Metsos was arrested at the island’s Larnaca airport on Tuesday after immigration officers discovered his name on a stop list.
To the dismay of US justice officials, Metsos was not deemed enough of a flight risk to be kept behind bars until he could be extradited to the United States and a local court allowed him to go free on 26,500 euros ($A38,850) bail.
He was ordered to surrender his passport and travel documents, pending an extradition hearing on July 29th, and told to visit the police station in central Larnaca each day.
But he failed to sign in on Wednesday between 6 and 8 pm as ordered by the court.
On Monday, US authorities announced the arrest of 10 “deep-cover” suspects accused of infiltrating policymaking and reporting back to Moscow. The Federal Bureau of Investigation secretly monitored the mission for more than 10 years.

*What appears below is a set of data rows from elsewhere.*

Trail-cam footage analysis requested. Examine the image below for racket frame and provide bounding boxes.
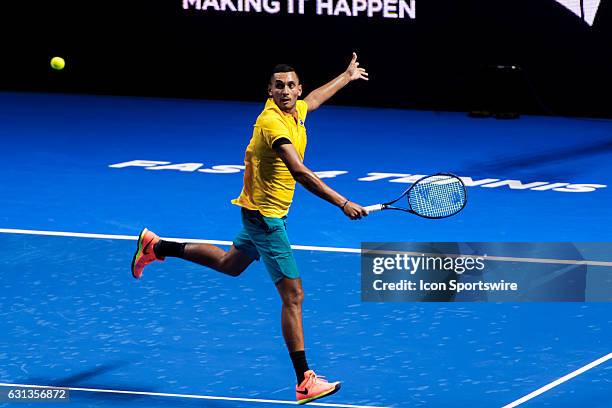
[365,173,468,220]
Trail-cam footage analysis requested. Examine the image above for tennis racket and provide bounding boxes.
[364,173,467,218]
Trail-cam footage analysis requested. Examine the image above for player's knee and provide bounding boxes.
[283,287,304,306]
[218,257,246,277]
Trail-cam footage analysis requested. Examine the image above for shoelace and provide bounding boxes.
[310,372,329,383]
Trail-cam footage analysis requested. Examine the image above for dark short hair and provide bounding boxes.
[269,64,300,83]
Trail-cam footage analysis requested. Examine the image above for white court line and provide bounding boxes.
[0,228,361,254]
[0,383,388,408]
[502,353,612,408]
[0,228,612,266]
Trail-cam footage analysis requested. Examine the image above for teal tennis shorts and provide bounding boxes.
[234,208,300,284]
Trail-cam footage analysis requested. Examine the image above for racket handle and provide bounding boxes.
[363,204,383,212]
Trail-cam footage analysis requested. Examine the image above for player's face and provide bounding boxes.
[268,72,302,113]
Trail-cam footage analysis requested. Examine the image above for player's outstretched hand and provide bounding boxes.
[342,201,368,220]
[346,53,368,81]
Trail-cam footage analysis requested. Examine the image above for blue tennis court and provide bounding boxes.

Metsos has been named as the 11th suspect and said to have been under surveillance in Queens in New York in May 2004 when he received a bag containing money from an official associated with Russia’s UN mission.
Two more suspects were followed in June 2006 to Wurstboro, New York, where they dug up a package of money allegedly buried there by Metsos.
Police told the court in Larnaca that Metsos was wanted in the United States for spying on behalf of Russia and for laundering $US40,000 ($A47,870).